Hardliner Editor Blasts Rouhani For Suggesting Iran Make ‘Peace With The Enemy'
The editor of hardline newspaper Kayhan on Thursday attacked President Hassan Rouhani for an implied suggestion of “peace with the enemy” based on the “will of the majority.”
“This is not the first time that the President distorts the facts of history,” Hossein Shariatmadari charged, alleging the president misused analogies to “justify the public opinion about the goals and performance of his administration.”
Shariatmadari - who has edited Kayhan for 27 years as an appointee of Ali Khamenei, Iran’s Supreme Leader - was alarmed at a suggestion from Rouhani at Wednesday’s cabinet meeting that Imam Hassan, grandson of the Prophet Mohammad and the second Shia Imam, had made peace in 661 AD with the Ummayyad Caliph Muawiyah I based on the wish of the “majority of the people.”
“It is clear that Mr Rouhani’s discussion of Imam Hassan’s peace is related to the fate of nuclear talks,” Shariatmadari explained. “He has tried to appropriate Imam Hassan’s peace but avoid the treachery of some close associates and commanders of the army in this imposed peace.”
Shariatmadari wondered if forgetting such treachery was intentional, given “compromise as a means to achieve economic prosperity for the country was a destructive mistake.” The Kayhan editor was a trenchant critic of talks leading to the 2015 nuclear agreement, two years into Rouhani’s presidency, under which Iran agreed with world powers to limit its nuclear program in return for eased international sanctions.
Rouhani had told the cabinet on Wednesday that Imam Hassan had chosen peace after realizing that the vast majority of people wanted peace. “Imam Hassan teaches us to be a man of war at the time of war and a man of peace at the time of peace,” the president said. “We must stand and take up arms when necessary and make peace when necessary.”
In Iran, the “peace of Imam Hassan” is evoked to justify concessions.

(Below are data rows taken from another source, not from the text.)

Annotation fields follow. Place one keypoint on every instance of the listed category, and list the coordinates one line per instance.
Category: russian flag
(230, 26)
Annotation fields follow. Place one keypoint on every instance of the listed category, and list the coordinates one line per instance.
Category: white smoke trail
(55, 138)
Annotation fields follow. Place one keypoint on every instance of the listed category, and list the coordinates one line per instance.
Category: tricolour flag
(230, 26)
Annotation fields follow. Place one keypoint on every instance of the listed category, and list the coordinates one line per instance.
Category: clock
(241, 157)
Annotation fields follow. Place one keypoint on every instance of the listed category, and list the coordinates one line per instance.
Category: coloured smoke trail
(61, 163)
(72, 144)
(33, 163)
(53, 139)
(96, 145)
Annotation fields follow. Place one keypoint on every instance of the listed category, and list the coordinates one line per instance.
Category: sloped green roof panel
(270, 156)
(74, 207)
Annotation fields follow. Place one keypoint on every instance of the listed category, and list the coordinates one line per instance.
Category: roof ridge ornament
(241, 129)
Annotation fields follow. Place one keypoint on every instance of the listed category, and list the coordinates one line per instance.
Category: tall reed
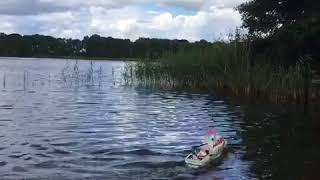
(224, 66)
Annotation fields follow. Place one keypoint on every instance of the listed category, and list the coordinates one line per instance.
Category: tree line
(15, 45)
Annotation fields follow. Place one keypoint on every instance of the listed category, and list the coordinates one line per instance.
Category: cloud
(209, 19)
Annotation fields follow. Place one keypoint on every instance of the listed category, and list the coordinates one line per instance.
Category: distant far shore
(74, 58)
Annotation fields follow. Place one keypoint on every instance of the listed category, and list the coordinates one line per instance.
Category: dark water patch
(185, 177)
(87, 103)
(24, 144)
(87, 171)
(66, 144)
(43, 155)
(101, 151)
(3, 163)
(38, 147)
(46, 165)
(106, 158)
(27, 158)
(141, 152)
(60, 151)
(166, 164)
(16, 156)
(18, 169)
(5, 120)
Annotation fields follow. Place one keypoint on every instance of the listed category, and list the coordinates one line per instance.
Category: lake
(67, 119)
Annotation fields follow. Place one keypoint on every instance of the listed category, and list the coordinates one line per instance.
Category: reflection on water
(74, 119)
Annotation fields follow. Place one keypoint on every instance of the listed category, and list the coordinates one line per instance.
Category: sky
(173, 19)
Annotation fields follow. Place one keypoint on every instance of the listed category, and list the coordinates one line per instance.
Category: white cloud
(209, 19)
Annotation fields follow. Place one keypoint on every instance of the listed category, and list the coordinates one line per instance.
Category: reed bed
(222, 66)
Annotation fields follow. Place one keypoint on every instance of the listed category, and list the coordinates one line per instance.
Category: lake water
(63, 119)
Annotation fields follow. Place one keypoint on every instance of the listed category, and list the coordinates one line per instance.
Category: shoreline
(75, 58)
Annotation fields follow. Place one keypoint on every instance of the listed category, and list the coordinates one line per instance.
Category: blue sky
(174, 19)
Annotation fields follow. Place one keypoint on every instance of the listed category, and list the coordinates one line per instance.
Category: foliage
(94, 46)
(284, 30)
(223, 66)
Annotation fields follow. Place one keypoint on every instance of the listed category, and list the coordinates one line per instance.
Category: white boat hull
(194, 162)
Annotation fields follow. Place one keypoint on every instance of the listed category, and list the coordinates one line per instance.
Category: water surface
(64, 119)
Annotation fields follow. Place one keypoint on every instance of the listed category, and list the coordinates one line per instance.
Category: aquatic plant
(222, 66)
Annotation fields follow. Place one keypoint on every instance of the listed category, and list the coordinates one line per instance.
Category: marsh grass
(223, 66)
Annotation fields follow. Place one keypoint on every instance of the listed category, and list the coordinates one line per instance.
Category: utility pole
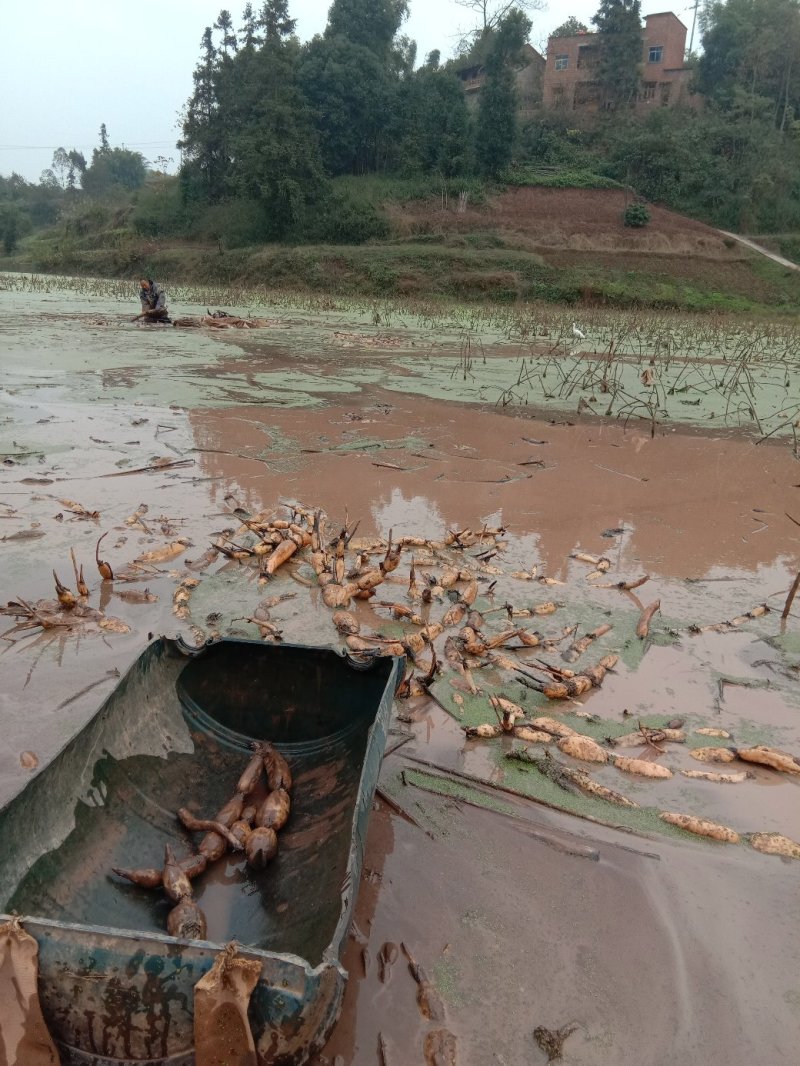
(693, 23)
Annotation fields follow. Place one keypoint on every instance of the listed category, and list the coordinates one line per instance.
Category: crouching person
(154, 301)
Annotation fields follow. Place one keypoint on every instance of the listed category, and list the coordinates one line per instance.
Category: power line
(54, 147)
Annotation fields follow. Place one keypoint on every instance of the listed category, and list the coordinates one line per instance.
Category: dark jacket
(153, 299)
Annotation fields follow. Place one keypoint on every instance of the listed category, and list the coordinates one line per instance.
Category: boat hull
(176, 732)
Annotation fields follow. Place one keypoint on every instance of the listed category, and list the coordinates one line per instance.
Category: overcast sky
(69, 65)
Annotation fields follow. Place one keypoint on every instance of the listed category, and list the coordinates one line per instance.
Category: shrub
(636, 214)
(341, 220)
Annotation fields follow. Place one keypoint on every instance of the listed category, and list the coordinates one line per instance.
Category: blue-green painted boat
(176, 731)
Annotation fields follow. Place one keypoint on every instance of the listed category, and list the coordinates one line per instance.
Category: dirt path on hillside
(762, 251)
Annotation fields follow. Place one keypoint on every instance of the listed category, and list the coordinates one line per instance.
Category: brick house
(664, 75)
(528, 76)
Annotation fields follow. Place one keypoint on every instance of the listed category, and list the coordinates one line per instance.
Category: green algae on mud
(653, 369)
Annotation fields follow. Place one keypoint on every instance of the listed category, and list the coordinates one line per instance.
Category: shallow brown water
(689, 957)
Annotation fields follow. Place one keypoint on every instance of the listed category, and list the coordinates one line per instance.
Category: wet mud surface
(682, 957)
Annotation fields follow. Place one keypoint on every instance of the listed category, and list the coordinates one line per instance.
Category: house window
(587, 93)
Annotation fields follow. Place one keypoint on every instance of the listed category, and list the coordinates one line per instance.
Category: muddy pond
(666, 451)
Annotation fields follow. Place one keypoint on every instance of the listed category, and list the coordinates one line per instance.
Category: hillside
(566, 245)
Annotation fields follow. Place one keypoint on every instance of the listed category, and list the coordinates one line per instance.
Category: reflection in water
(417, 515)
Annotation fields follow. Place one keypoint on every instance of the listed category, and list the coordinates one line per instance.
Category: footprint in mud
(386, 958)
(440, 1048)
(429, 1001)
(552, 1040)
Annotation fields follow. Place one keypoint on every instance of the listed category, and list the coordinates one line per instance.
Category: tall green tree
(224, 23)
(620, 28)
(570, 29)
(496, 127)
(271, 155)
(435, 138)
(371, 23)
(751, 48)
(351, 78)
(203, 141)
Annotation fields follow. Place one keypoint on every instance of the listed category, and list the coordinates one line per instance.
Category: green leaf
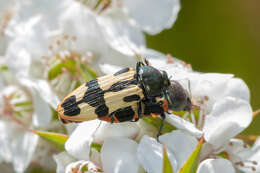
(167, 167)
(87, 72)
(191, 164)
(55, 138)
(156, 122)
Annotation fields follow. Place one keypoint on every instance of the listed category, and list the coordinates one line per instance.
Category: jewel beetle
(126, 95)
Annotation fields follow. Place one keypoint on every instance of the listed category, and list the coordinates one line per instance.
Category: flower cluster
(49, 48)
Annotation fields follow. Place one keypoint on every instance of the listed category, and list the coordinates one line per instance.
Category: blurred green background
(217, 36)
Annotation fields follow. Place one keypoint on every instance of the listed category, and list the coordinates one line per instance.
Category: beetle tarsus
(161, 126)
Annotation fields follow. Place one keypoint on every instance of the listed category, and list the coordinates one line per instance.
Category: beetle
(126, 95)
(102, 96)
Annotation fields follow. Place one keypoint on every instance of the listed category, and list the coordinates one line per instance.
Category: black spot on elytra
(124, 70)
(94, 95)
(131, 98)
(118, 86)
(125, 114)
(70, 106)
(102, 110)
(153, 107)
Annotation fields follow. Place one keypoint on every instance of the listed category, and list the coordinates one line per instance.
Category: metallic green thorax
(153, 81)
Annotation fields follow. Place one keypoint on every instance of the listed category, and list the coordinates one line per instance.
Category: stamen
(246, 164)
(193, 119)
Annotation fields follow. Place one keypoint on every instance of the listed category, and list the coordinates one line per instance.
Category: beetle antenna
(147, 62)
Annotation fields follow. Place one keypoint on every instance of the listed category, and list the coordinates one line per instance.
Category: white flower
(17, 144)
(215, 165)
(21, 109)
(179, 145)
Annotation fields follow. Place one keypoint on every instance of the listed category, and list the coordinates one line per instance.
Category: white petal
(229, 117)
(80, 22)
(211, 85)
(109, 69)
(23, 149)
(9, 131)
(235, 146)
(180, 143)
(108, 130)
(18, 58)
(250, 156)
(237, 88)
(146, 129)
(46, 93)
(151, 15)
(62, 160)
(216, 166)
(78, 144)
(42, 113)
(121, 35)
(118, 155)
(81, 165)
(149, 154)
(182, 124)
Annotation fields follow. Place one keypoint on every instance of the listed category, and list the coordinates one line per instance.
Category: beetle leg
(161, 126)
(112, 117)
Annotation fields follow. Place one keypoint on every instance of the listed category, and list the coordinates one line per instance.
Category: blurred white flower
(179, 145)
(21, 109)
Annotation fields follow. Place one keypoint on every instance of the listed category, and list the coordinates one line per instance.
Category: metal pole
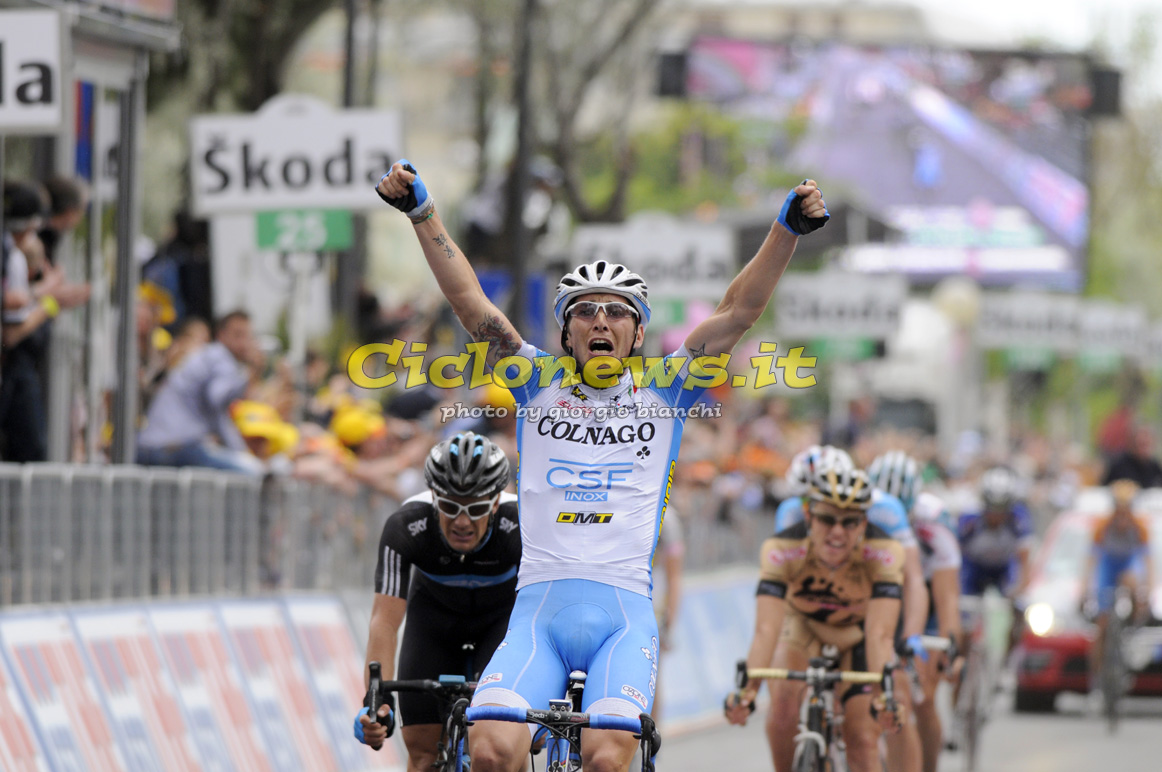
(4, 234)
(518, 180)
(352, 263)
(302, 266)
(124, 407)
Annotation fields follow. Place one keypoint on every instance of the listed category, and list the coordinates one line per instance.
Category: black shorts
(434, 640)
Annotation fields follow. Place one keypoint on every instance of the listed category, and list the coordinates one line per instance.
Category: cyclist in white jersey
(594, 474)
(897, 473)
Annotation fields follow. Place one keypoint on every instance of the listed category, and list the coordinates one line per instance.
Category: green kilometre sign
(305, 230)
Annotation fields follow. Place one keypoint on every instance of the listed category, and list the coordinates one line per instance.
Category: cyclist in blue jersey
(898, 473)
(995, 543)
(886, 512)
(1120, 555)
(596, 462)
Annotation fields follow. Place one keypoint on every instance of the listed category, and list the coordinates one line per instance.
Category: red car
(1054, 645)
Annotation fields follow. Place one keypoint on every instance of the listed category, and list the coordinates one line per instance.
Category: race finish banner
(20, 747)
(334, 664)
(45, 662)
(209, 686)
(1110, 333)
(294, 730)
(840, 306)
(1030, 321)
(138, 695)
(295, 152)
(675, 257)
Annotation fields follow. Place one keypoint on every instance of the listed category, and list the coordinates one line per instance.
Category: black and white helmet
(897, 473)
(816, 458)
(467, 465)
(847, 488)
(602, 276)
(999, 487)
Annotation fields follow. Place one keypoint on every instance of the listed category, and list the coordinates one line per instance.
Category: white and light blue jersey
(886, 510)
(595, 470)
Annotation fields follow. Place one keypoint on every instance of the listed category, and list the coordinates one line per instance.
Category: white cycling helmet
(812, 459)
(847, 488)
(602, 276)
(999, 487)
(897, 473)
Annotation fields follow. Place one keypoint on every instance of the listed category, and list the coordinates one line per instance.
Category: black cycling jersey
(453, 599)
(466, 584)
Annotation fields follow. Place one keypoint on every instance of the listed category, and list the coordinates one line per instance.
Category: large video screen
(976, 162)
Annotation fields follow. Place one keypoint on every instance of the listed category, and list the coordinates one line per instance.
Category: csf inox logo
(585, 517)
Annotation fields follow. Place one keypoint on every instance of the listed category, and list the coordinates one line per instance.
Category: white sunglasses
(588, 309)
(475, 510)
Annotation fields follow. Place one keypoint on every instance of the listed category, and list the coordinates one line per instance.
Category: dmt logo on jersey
(585, 517)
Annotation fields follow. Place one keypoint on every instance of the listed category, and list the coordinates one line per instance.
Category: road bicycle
(447, 691)
(819, 743)
(1116, 674)
(561, 727)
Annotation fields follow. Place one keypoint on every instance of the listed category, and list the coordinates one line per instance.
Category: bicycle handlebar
(562, 717)
(829, 677)
(429, 685)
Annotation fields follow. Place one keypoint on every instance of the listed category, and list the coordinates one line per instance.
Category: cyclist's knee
(608, 751)
(862, 744)
(783, 713)
(497, 748)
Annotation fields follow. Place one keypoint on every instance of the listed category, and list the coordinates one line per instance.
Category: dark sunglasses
(830, 521)
(475, 510)
(587, 309)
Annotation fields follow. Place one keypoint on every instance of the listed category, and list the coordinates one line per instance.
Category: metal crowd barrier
(87, 533)
(72, 533)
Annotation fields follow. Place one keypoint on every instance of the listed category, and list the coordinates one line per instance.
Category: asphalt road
(1069, 741)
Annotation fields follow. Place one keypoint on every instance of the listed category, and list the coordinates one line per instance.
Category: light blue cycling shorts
(567, 624)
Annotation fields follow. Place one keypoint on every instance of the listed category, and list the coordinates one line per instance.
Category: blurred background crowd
(191, 342)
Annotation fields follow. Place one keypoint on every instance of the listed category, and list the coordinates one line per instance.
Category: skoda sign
(296, 152)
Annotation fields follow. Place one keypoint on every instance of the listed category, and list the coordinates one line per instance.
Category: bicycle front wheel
(970, 708)
(808, 757)
(1113, 672)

Decision on such matters lie with Khamenei, so there can be little doubt Rouhani’s analogy was for his ears. Rouhani appears to have been offering a veiled response to allegations of cowardice made by Khamenei a day earlier that many felt were directed against the president.
“Cowards are not entitled to speak of rationality because rationality means correct calculations,” Khamenei had said at a military graduation ceremony on October 12. “The enemy is trying to insinuate a wrong description of rationality and some people in the country ignorantly repeat the enemy’s words.”
The president and Khamenei have clashed in public before. In May 2016 they disagreed over the teaching of English in schools, which Khamenei does not support.
But Khamenei himself in 2013 evoked Imam Hassan to justify international talks over Iran’s nuclear program. “I believe in what was dubbed as ‘heroic flexibility’ years ago,” he said in a speech to Revolutionary Guard commanders. “A wrestler who for technical reasons makes a concession should not forget who his rival and enemy is.”
‘Heroic Flexibility’ was an allusion to a book on Imam Hassan and his famous peace that Khamenei had written years before becoming Leader. Drawing the analogy helped Khamenei calm those like Shariatmadari who opposed concessions to Western countries and particularly the United States.
Imam Hassan’s younger brother Hussain, the third Imam, went to war with Muawiyah’s son Yazid I a few years later and was killed along with his 72 disciples in Karbala in 680. To Shiites his death is just as glorious and heroic as any victory.